London - AFP
European stock markets fell on Wednesday as investors reacted to a flood of global economic data that highlighted weak growth worries, traders said.
London's benchmark FTSE 100 index dropped 1.22 percent to stand at 6,679.82 points in late morning trade.
Frankfurt's DAX 30 shed 1.06 percent to 8,390.69 points and in Paris the CAC 40 decreased by 1.03 percent in value to 4,008.94.
The Milan and Madrid stock exchanges each lost 0.45 percent.
"Economic data out of the eurozone... hasn't helped sentiment, with German unemployment rising," said Craig Erlam, a market analyst at traders Alpari.
"Sentiment has also been hit this morning by news of lowered growth revisions from both the IMF and the OECD."
The International Monetary Fund cut its 2013 growth forecast for China to "around 7.75 percent", a top official said Wednesday, citing a sluggish global recovery which hurt exports.
The organisation had previously predicted growth of 8.0 percent in the world's second-biggest economy this year.
China is seen as a potential driver of global recovery in the face of the eurozone's ongoing debt crisis and unsteady growth elsewhere.
Elsewhere, the OECD slashed its growth forecast for the world's most advanced economies, except Japan, but said growth should pick up later this year.
In Europe, unemployment in Germany increased in seasonally adjusted terms in May, but the country's labour market is continuing to hold up relatively well to the eurozone debt crisis, official data showed on Wednesday.
On the face of it, headline unemployment fell this month, but that was due to seasonal factors, monthly data compiled by the Federal Labour Office showed.
The raw or unadjusted jobless total fell by 83,360 to 2.937 million and the jobless rate -- which measures the number of unemployed as a proportion of the working population as a whole -- fell to 6.8 percent in May from 7.1 percent in April.
In foreign exchange trading, the euro rose to $1.2890 from $1.2855 late in New York on Tuesday.
The dollar fell to 101.74 yen from 102.32 yen on Tuesday.

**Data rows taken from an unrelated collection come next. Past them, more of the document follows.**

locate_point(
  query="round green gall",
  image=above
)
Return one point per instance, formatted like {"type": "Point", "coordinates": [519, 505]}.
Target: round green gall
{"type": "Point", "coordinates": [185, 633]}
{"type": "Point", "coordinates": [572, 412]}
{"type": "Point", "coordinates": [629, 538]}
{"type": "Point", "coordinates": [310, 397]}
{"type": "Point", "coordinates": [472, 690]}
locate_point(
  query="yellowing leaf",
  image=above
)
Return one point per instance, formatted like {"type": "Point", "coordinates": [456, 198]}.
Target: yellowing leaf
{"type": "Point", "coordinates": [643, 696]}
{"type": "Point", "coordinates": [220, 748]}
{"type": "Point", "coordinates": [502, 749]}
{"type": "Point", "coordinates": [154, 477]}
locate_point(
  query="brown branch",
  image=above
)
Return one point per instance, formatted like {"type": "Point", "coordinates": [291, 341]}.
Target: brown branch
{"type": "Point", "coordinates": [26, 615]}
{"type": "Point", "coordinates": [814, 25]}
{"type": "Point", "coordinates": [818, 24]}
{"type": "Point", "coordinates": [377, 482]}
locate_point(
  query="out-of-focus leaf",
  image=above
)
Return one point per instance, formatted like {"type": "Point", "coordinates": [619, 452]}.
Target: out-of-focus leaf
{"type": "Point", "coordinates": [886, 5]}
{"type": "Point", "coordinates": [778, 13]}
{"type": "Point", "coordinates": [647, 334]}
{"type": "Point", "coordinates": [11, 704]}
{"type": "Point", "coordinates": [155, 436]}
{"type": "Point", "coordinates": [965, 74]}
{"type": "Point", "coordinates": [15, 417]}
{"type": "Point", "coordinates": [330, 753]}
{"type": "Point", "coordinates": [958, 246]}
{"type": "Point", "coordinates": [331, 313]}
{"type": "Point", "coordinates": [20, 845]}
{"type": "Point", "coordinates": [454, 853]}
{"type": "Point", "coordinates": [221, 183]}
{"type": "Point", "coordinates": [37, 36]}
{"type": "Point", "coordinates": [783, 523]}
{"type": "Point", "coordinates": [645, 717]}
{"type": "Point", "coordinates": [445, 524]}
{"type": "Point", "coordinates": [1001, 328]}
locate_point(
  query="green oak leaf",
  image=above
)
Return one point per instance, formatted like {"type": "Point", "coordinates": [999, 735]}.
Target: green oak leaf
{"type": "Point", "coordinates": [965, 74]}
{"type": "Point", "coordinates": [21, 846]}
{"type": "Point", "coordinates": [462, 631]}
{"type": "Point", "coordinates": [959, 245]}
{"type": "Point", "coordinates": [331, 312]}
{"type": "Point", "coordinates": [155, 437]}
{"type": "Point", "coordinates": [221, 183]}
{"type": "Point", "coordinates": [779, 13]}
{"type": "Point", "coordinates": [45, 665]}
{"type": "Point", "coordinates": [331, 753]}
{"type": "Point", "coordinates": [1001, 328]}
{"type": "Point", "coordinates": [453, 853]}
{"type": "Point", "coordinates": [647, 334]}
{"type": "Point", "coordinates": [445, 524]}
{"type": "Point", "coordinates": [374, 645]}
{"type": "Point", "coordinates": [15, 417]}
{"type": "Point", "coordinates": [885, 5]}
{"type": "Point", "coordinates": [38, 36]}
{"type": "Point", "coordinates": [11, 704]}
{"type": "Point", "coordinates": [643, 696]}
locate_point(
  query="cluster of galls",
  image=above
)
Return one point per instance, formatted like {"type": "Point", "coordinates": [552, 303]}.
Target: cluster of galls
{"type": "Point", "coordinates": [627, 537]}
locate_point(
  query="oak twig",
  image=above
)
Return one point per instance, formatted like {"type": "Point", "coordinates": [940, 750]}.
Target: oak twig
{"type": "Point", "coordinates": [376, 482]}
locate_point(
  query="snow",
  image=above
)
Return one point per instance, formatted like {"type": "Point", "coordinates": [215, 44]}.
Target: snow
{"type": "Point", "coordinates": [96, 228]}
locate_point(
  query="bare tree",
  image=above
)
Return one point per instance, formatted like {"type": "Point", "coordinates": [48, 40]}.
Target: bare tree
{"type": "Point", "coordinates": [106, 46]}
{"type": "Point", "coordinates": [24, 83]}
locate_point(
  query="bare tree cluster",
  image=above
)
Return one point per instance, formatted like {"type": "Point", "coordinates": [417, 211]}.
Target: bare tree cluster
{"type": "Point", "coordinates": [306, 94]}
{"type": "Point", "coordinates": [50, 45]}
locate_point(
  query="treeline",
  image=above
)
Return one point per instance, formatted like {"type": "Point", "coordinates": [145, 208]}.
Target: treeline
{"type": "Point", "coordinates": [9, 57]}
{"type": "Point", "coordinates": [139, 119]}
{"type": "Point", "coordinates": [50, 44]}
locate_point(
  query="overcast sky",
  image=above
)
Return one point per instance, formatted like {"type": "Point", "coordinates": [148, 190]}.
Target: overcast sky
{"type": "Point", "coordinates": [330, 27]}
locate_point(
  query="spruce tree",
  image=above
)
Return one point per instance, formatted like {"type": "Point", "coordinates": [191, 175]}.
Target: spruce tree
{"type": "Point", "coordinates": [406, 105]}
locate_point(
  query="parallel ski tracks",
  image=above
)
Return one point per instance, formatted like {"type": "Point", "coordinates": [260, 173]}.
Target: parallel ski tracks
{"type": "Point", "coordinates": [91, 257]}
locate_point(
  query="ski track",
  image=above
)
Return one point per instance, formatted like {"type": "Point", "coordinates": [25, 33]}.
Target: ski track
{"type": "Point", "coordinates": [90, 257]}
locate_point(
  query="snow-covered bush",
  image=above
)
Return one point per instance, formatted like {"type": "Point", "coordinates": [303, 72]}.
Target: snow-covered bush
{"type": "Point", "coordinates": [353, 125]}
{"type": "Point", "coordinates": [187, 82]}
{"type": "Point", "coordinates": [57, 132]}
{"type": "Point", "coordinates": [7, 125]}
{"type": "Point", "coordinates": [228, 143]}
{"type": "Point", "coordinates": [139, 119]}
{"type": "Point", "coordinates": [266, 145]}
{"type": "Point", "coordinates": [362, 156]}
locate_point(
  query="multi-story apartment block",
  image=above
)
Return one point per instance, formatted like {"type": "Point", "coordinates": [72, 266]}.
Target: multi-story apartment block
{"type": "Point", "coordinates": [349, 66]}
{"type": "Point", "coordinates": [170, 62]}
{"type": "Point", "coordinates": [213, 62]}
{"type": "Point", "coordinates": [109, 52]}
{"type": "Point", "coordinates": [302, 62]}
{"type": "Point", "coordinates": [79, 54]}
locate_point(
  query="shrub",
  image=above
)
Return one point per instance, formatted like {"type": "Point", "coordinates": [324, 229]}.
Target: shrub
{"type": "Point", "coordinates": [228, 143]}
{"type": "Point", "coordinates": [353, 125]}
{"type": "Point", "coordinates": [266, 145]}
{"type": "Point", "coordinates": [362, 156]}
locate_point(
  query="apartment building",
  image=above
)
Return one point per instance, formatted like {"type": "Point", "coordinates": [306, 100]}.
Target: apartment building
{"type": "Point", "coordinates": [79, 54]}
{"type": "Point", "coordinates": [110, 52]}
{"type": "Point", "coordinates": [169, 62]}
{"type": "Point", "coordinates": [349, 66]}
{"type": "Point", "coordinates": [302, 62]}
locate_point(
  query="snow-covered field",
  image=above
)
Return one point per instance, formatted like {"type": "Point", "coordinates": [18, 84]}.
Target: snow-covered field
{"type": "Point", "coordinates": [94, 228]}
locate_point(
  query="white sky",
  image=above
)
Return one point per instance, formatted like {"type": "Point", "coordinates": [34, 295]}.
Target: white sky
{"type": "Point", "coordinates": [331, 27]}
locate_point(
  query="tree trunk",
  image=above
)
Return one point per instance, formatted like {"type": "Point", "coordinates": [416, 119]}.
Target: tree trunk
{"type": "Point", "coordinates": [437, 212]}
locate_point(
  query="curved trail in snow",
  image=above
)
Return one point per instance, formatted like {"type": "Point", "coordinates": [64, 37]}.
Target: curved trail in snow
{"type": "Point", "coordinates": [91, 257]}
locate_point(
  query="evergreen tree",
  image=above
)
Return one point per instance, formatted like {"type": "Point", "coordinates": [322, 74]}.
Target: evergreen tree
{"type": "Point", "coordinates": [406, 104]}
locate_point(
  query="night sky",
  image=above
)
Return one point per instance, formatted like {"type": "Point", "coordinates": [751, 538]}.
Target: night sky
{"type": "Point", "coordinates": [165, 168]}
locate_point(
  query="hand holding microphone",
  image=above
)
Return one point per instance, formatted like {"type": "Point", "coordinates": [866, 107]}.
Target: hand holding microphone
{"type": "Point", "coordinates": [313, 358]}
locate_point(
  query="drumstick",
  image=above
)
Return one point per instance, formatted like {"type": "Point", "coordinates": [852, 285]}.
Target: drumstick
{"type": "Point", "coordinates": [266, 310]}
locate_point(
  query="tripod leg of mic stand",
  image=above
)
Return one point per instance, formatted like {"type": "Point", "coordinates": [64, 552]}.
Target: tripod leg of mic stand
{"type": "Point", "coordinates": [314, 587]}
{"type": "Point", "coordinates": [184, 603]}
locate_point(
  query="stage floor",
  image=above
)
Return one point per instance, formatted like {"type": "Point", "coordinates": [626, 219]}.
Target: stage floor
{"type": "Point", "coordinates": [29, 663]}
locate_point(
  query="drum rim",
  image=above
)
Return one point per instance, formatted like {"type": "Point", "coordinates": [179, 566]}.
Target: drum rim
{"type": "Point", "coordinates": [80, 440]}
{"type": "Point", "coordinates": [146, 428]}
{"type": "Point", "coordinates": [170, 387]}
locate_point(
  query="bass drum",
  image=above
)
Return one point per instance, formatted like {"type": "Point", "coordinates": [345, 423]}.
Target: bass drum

On the London Bullion Market, the price of gold climbed to $1,385.02 an ounce from $1,376.50 on Tuesday.
European stock markets closed markedly higher on Tuesday, boosted by better-than-expected US data and what market watchers interpreted as indications of continued central bank support.
Figures out Wednesday revealed that bank lending to the private sector in the eurozone contracted again in April as the region's long-running debt crisis continues to choke demand for credit.
Eurozone bank loans to the private sector declined by 0.9 percent in April compared with the same month in 2012 after already shrinking by 0.7 percent the previous month, the European Central Bank said in a statement.